Novel sites of A-to-I RNA editing in the mammalian brain

Abstract: The number of protein-coding genes are likely not sufficient to account for the complexity of higher organisms. It is plausible that the proteome is responsible for the complexity of an organism.An important mechanism that increases the protein variability is post-transcriptional modifications that alter the pre-mRNA sequence from that encoded in the genome. In this thesis work I have been focusing on a post-transcriptional process where adenosine (A) is deaminated to inosine (I), A-to-I RNA editing. Inosine is read as a guanosine (G) by the translation machinery, editing within coding regions can therefore give rise to more than one protein isoform from a single gene. A-to-I RNA editing is catalyzed by members of the ADAR enzyme family. ADARs have been found in all metazoans tested and two active ADAR proteins, ADAR1 and ADAR2, have been found in mammals. However, recoding by A-to-I editing is a rarely found event in mammals.To detect novel substrates for A-to-I editing we developed an experimental approach to pull down ADAR2 substrates using immunoprecipitations. The captured RNAs were identified by microarray analysis. In this thesis two novel substrates for A-to-I editing are presented that were found using our IP-array approach, in combination with bioinformatic techniques.The transcript coding for the GABAA receptor subunit α3 (Gabra-3) was found to be selectively edited by both ADAR1 and ADAR2. Editing of Gabra-3 recodes an isoleucine to a methionine and it was found to have a negative effect on the Gabra-3 assembly into the receptor.

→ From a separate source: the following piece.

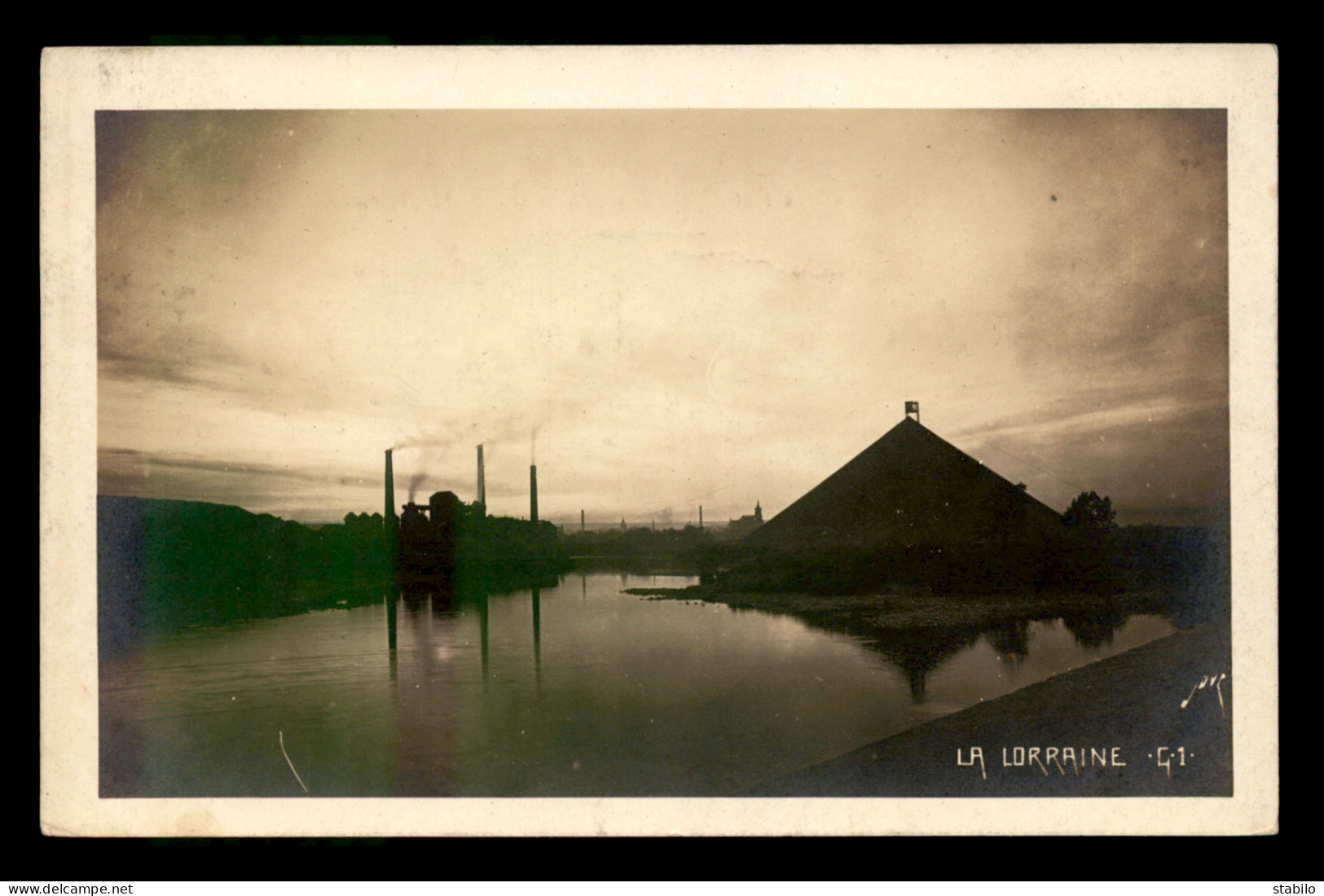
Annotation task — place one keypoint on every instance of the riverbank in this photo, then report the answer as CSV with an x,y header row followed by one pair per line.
x,y
1122,719
864,614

Moreover, the mouse specific CTN-RNA that codes for the CAT2 Transcribed Nuclear-RNA was shown to be hyper-edited by ADAR2.In conclusion, this thesis work has resulted in an experimental method that extracts ADAR substrates. Two novel editing substrates were discovered. Our data adds additional evidence to the fact that RNA editing is of principal significance for a functional brain.